The design goal was to build an aircraft subject to the SAE Heavy Lift contest rules. The contest goal was to design and build an aircraft that could carry as much steel payload as possible subject to certain design constraints. The constraints of the design in 1995 included:
- A 200 ft. runway
- An unmodified K&B 61 glow engine
- A total planform area of no more than 1200 sq in. This area included all surfaces visible from a planform view of the aircraft, so tail area, fuselage, and even wheel area had to be taken into account.

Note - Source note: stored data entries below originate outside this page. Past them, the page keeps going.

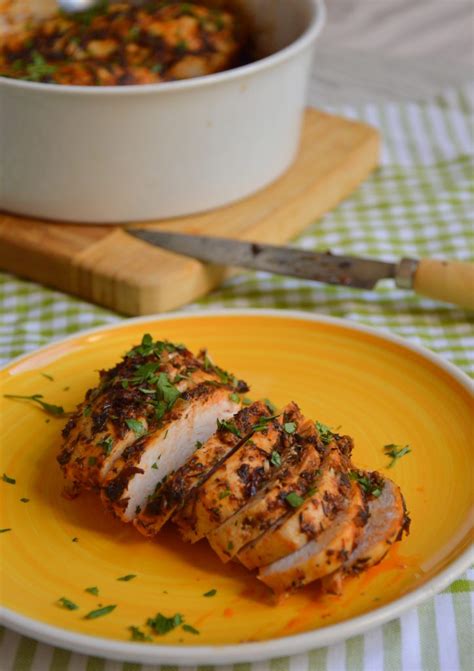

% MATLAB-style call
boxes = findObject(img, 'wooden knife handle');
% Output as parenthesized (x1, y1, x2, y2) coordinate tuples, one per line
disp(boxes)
(413, 259, 474, 310)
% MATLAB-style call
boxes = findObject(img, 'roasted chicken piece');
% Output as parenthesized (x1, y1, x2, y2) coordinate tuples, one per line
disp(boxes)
(173, 404, 303, 542)
(134, 400, 270, 537)
(208, 416, 324, 562)
(258, 480, 368, 595)
(321, 477, 410, 595)
(238, 440, 352, 569)
(58, 334, 247, 506)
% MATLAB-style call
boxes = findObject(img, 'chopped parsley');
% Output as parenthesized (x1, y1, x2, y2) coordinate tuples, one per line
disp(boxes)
(125, 418, 147, 437)
(117, 574, 136, 581)
(83, 405, 92, 417)
(195, 440, 203, 450)
(203, 589, 217, 597)
(98, 435, 114, 455)
(129, 625, 152, 642)
(147, 612, 183, 635)
(151, 462, 158, 469)
(349, 471, 383, 497)
(84, 604, 116, 619)
(285, 492, 305, 508)
(72, 537, 79, 543)
(2, 473, 16, 485)
(57, 597, 79, 611)
(0, 528, 12, 533)
(20, 498, 30, 503)
(218, 488, 230, 500)
(25, 52, 57, 81)
(3, 393, 67, 416)
(242, 397, 252, 405)
(315, 421, 334, 445)
(264, 398, 277, 413)
(88, 456, 97, 466)
(383, 443, 411, 468)
(252, 414, 279, 432)
(216, 419, 241, 437)
(306, 486, 317, 497)
(182, 623, 200, 635)
(41, 372, 54, 381)
(227, 540, 234, 551)
(270, 451, 282, 467)
(85, 586, 99, 596)
(284, 422, 296, 434)
(229, 392, 240, 403)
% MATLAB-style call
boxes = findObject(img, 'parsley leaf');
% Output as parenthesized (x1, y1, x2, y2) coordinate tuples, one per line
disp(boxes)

This was the first year that the aero design class were to actually build and fly their designs. The intent was to not go to the contest the first year, but to have a flyoff in Stillwater, subject to the SAE contest rules. On the day of the flyoff, schedule was for the teams to make a final design presentation in the NRC, and then the teams and spectators were to meet at the Stillwater Municipal airport for an actual flyoff. Rainy conditions made the flyoff very difficult, and when the Pink Panther made a flight attempt, it ultimately crashed. The Dirty Dozen team was not able to make an attempt that day. Ultimately both teams developed aircraft that flew well with a significant amount of payload, and were pioneers in the OSU Aerospace Systems design class.